After Day 2 of the training I picked the kids up from school and the sphere was in the car with me. The kids saw it and asked if I had bought them a new toy? I told them I needed to tell them a story about the sphere and the echidna (which I did) and talked about how when the sphere is closed its like us protecting ourselves from painful emotions and when it is open it is when we are able to open up talk and feel better. To my surprise the kids grabbed the sphere and identified with it right away explaining visually how they feel when closed and open and what makes them feel that way. They also went on to ask questions of me like what makes you happy? What makes you sad? And ‘can we use this everyday when we get home from school to talk about our day’? I said ‘sure’ so that’s when it started and I was thinking:
- Is this for real?
- How did they get this so quickly????
My daughter (10) opened the sphere and explained her day saying how she had a happy day. My son (6) closed the sphere when talking about recess and lunch when he didn’t have anyone to play with and how he felt sad. There was a short conversation between daughter and son about other ways to make new friends which you could see made sense to my son eg; asking others to play with him even if they said ‘no’ that it isn’t such a big deal....(he tried this out the next day and guess what? It worked! He made some new friends)
The greatest surprise was when it was my turn I realised I needed to talk about my day and my feelings! That was a challenge in being vulnerable and honest... I held the sphere and talked about my day and then explained with the sphere closed that I was sad because when I first saw this tool I thought about my daughter. She asked why? And I said ‘because this is what happens to you when I try to talk to you about your dad’.....and ‘I feel sad that as a mummy that the sphere is closed and that I wanted a relationship between mother and daughter where the sphere is open’. The tears started flowing (from me) and I could see in both my children’s faces that they were shocked that I felt like this. I went on to say ‘I have tried poking and prodding to help you open up but it hasn’t worked and I don’t know how to help you’.....I could see the penny drop and my daughter seemed taken a bit aback with my honesty. This lead to a whole new conversation between us, I asked the past, present and future type of questions and for the first time in years my daughter (and my son who was in tears) began a conversation about what they remembered and the hurt.....

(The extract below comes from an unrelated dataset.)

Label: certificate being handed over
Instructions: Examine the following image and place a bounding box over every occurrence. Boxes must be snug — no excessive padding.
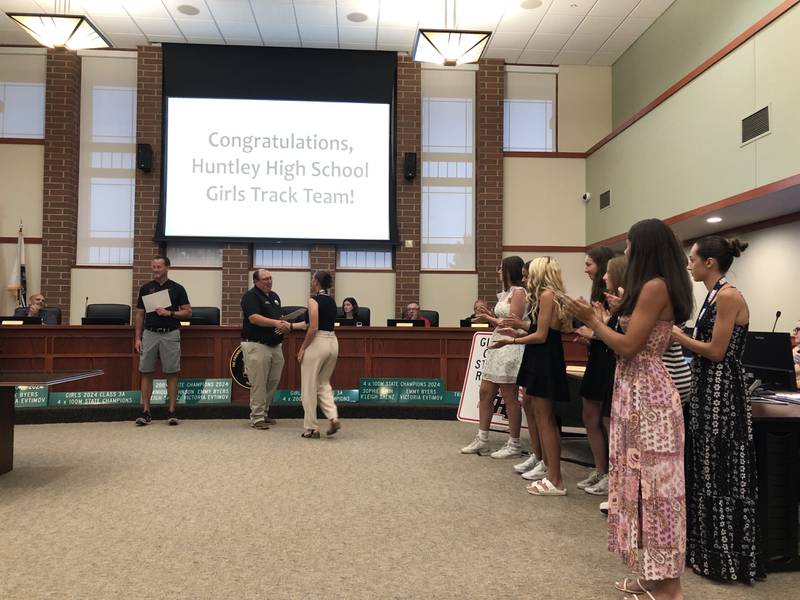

I tried to explain the separation between myself and their father and my son (6) grabbed the sphere in tears and said ‘you and dad could open up and everything would be good’ that too challenged me in trying to explain the difficulties of why adults separate. After about 15 minutes we stopped talking about this but agreed this was a just a start and feeling the pain of this was ok. My daughter said that she was now ‘half open’ on this issue and we agreed to keep using the sphere to talk more about this issue in the future.
Later that evening my daughter came and gave me hug (very unlike her prickly pear!) and said ‘I feel better now’ and I hugged her and thanked her for sharing with me.
I felt such a sense of relief that there was a better understanding between us and that a new conversation has started that we can build on. I am also very thankful to Terry who has proven to me without a doubt (and within a short time!) that these tools work not only in our work lives but can help heal and repair relationships in our personal lives.
Thank you Terry for the three days of fabulous and personally insightful training. The tools you provided from the sphere, compass of shame tool (which my daughter also has since identified with and worked out in 2 minutes where she sits on this when she is an echidna), the types of questions and our role as facilitators involved in a process not an outcome will be invaluable to me in my everyday practice and in the years to come with my relationships.